Ya o çok tesadüf oldu. Harun ağırlık çalışmasından gelmişti toplantıya. Komik bir durum oldu. Tamamen denk geldi. Camia içinde, daha doğrusu karar verici mercilerde bu konular maalesef pek tartışılmıyor. Ülke genelinde hızla yükselen tek adamcı, ‘her şeyi en iyi ben bilirimci’ tavır burada da hakim. Farklı fikirleri bırakın dinlemeyi direkt olarak düşmanlık olarak görüyorlar. Ben mesela kara listedeyim. Defalarca patronlarıma yazdıklarım, söylediklerim için şikayet edildim. Zararlarını da gördüm. Ki ben genelde eleştiriyi kişiselleştirmemeye gayret eden, bireysel hesapları olmayan biri olarak görüyorum kendimi. Ama ‘ya bizdensin ya düşman’ tavrı ülkeye hakim.
Basketbola da hâkim olduğunu söylediğin ‘en iyisini ben bilirim’cilik nereden geliyor?

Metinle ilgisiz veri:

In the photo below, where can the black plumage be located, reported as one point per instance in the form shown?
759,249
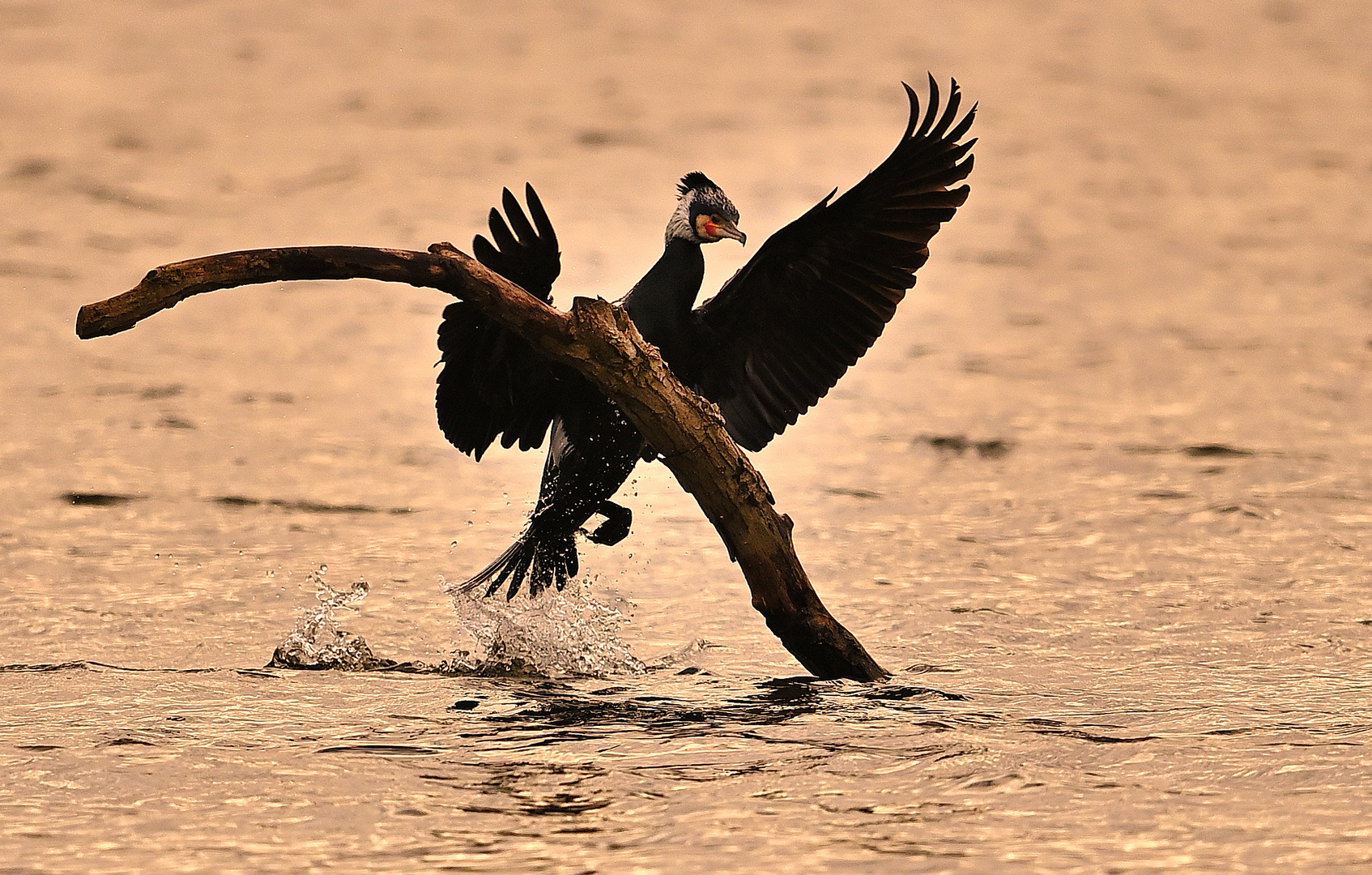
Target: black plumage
766,348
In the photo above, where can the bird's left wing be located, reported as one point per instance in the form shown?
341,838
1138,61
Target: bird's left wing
492,384
820,291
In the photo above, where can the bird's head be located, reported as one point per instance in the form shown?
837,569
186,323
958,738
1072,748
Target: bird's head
704,213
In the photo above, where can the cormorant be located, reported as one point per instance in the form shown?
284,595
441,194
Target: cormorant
773,342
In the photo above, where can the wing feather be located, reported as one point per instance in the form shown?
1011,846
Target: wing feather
492,384
820,291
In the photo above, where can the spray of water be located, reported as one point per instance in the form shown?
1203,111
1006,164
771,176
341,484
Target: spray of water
559,633
317,642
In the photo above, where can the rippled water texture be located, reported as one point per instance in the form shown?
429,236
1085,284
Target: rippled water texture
1101,498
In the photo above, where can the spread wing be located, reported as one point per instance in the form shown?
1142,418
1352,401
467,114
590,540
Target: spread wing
492,383
820,290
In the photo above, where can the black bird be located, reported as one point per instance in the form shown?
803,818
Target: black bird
770,344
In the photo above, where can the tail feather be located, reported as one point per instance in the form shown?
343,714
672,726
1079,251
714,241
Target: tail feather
542,558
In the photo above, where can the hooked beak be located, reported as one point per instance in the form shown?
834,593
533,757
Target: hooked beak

Her alanda olduğu gibi iktidar kimdeyse oradan. Turgay Demirel’den elbette. Federasyonda maalesef perspektif sıfır ama sabit fikirlilik zirve yapmış durumda. Aykırı, farklı sese yer yok. Benim o soruyu Harun’a sormamın temel sebebi, 2 gün önce “Kerem Tunçeri takımda olmalıydı” dediği içindi. Bu takımın en temel teknik hatası buydu. O ‘taraf’tan biri ne diyecek diye sordum ama onu bile dinleyen olmamış işte. Karşı taraf olarak gördüklerini mi dinleyecekler? Asıl acı olan da zaten o toplantıdan sonra oluşan tablo. Ben son derece basit, sokaktaki 100 kişinin 90’ının aklındaki iki soruyu sordum. “Neden bu kadar kötü olduk?” “Dopingle mücadelede bundan sonraki plan nedir? Sıfır tolerans derken doping yaptığı tespit edilen bir oyuncunun oynatılması için mücadele etmek ne kadar etik?” Bunların ‘kramp girdiren soru’ ya da ‘sorulamayanları sordu’ gibi algılanması ülkedeki sorgulama ve gazetecilik kültürünün ne kadar düştüğünün en acı göstergesi. Nerelere gerilemişiz! Eleştiri, özeleştiri ne kadar dip noktada!